A coronal mass ejection erupted from the Sun on 28 October 2021 and was so big that Mars and Earth, while on opposite sides of the Sun, both received an influx of solar energetic particles.
This marks the first time that a solar event was measured by an international fleet of spacecraft both in orbit and on the surfaces of the Earth, the Moon and Mars: ESA’s ExoMars Trace Gas Orbiter (TGO), NASA’s Curiosity Mars rover, the CNSA Chang’e-4 Moon lander, NASA’s Lunar Reconnaissance Orbiter (LRO), and DLR’s Eu:CROPIS mission and others in Earth orbit. The event was also detected by ESA’s BepiColombo craft, on its way to Mercury, and detected and imaged by the ESA/NASA Solar and Heliospheric Observatory (SOHO).
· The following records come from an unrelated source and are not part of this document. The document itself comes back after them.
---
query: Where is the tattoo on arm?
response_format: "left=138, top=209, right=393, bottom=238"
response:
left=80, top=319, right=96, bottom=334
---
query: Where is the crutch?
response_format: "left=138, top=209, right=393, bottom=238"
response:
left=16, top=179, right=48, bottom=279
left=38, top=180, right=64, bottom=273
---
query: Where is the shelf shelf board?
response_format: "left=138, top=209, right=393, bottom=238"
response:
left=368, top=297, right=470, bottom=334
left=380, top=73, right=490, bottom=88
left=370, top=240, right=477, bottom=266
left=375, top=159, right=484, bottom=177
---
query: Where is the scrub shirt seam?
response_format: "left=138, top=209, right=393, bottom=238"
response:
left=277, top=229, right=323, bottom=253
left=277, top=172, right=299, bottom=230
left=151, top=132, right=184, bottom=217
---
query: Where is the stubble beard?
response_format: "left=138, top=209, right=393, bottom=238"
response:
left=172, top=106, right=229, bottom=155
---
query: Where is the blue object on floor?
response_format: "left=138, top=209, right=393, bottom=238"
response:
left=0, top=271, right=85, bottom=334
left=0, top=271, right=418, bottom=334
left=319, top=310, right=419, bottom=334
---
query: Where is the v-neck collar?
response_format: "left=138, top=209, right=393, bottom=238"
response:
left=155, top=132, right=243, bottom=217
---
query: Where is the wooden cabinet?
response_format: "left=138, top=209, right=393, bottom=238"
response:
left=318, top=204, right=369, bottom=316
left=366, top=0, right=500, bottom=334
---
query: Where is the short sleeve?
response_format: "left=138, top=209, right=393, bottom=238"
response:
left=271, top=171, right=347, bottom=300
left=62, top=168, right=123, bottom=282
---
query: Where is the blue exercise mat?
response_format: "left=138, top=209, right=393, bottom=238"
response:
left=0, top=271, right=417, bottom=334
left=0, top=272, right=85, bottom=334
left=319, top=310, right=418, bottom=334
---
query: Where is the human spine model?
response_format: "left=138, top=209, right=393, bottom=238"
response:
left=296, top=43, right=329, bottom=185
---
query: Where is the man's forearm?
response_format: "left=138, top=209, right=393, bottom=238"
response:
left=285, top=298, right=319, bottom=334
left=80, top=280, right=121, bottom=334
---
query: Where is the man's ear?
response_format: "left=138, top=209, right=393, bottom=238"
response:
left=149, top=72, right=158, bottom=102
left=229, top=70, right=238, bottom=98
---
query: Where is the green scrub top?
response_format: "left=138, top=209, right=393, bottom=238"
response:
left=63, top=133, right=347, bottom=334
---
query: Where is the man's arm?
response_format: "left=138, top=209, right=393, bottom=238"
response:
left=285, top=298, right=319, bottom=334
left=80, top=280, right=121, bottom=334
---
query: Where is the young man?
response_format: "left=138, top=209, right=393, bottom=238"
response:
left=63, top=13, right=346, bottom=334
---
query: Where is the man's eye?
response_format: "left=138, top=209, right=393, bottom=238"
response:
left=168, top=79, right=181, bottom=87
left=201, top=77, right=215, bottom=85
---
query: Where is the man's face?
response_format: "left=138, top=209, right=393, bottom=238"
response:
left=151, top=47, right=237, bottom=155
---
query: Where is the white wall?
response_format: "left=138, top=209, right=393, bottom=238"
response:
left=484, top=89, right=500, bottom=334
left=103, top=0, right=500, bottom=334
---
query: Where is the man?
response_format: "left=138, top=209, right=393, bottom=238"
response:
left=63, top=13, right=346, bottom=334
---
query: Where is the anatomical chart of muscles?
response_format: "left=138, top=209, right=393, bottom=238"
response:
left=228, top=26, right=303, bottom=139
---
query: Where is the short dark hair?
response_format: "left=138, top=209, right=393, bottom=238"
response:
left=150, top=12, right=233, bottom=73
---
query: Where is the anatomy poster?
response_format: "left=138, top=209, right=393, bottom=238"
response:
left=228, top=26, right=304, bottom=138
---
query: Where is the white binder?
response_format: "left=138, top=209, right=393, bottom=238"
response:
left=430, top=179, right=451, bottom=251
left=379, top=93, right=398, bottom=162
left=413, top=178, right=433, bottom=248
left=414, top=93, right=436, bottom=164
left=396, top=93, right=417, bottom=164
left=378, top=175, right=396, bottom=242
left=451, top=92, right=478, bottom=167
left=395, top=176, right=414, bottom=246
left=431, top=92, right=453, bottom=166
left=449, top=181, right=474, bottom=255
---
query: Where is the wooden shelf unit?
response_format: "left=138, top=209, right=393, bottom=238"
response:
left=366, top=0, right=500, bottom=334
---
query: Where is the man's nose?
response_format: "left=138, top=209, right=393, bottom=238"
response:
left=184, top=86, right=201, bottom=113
Radiation dose measurements by these missions show that the bodies are protected against space radiation in different ways. Earth has an internally generated magnetic field protecting us from particle radiation. The Moon has no magnetic field or atmosphere while Mars has only a weak magnetic field induced by interaction with the solar wind, so solar particles can reach their surface more easily. Interaction with the soil can even generate additional secondary radiation. Mars does have a thin atmosphere which stops most of the lower energetic solar particles and slows down the highly energetic ones.